Saturday, January 28, 2012

Ahora todo puertorriqueño escucha Gotye

Recuerdo hace varios meses atrás cuando una tremendísima amiga mía me presentó a Gotye. Andábamos en su carro por algún lugar en Cupey, pulsó el botón de su iPod y éste comenzó a tocar "Somebody That I Used To Know". La melodía inicial de la canción me parecía algo cómica, pero justo cuando Wouter comienza a cantar tuve que dejar de hablar y dedicarme a sólo escuchar. Debió haber sido octubre, quizás antes. La lírica de la canción acarició toda fibra de mi cuerpo, dejándome anonadado por el momento. Cuando llegué a mi casa ese día, descargué el vídeo en YouTube y lo tuve en "repeat" por varias semanas. 

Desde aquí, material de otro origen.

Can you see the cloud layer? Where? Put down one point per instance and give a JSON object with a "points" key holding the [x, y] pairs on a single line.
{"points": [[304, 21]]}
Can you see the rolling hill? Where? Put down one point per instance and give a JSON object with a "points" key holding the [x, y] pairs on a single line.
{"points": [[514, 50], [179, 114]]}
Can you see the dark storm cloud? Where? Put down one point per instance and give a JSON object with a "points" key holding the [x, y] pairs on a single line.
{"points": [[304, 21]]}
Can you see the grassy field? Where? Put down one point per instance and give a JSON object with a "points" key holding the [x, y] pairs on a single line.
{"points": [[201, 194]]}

Me estuvo sumamente interesante la composición de la canción. No era un grito desesperado buscando entendimiento. No era una de esas canciones que te hacían añorar memorias del pasado. Era, para mi sorpresa, todo lo contrario. Wouter, o Gotye (como prefieras llamarlo), nos canta a inicios de la canción: "Told myself that you were right for me, but felt so lonely in your company. But that was love, and it's an ache I still remember". Y así es que nos recibe, dejándonos claro que no estamos hablando de un amor idóneo, sino de una relación algo tormentosa. 

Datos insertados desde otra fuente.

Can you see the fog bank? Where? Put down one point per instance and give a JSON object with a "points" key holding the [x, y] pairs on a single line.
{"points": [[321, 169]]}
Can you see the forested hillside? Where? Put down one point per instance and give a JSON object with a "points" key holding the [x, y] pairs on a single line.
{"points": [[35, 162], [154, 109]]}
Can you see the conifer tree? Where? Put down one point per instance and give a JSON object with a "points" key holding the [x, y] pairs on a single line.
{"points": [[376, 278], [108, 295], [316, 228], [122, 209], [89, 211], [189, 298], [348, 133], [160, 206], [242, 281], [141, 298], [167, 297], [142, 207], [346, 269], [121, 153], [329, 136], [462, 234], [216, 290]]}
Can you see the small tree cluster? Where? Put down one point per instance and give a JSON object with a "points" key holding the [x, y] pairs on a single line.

Luego de un par de líneas que se explican por sí solas, se nos presenta el estribillo de la canción: "But you didn't have to cut me off, make out like it never happened and that we were nothing. And I don't even need your love, but you treat me like a stranger and that feels so rough". Wow. No tengo nada más que decir.

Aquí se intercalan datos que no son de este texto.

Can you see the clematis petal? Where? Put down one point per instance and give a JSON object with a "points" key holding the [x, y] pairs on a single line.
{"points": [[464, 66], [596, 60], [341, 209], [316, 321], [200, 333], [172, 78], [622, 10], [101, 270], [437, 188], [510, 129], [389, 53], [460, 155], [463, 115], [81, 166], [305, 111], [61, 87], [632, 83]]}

Es entonces que escuchamos la voz femenina de Kimbra, tan hermosa como la misma cantante: "Now and then I think of all the times you screwed me over but had me believing it was always something that I'd done. And I don't want to live that way, reading into every word you say". La primera vez que la escuché, no sabía ni qué pensar. ¿Le estará respondiendo a Gotye con un trago incluso más amargo? La escuché tantas veces que ocurrió cierta revelación que, aunque muchos siempre queremos pretender que ya la sabemos, nunca la practicamos: siempre hay dos caras a la misma moneda

Por varios días me recosté con esa canción tocando en mis canales auditivos. Capté el mensaje de la misma, se la recomendé a todos mis amigos y al día de hoy está prostituida por todas las estaciones de radio del país. Es encantadora, no sólo por los ritmos melódicos y la armonía de las voces, sino porque es lo que comúnmente experimentamos y no sabemos expresar. Disfrútenla.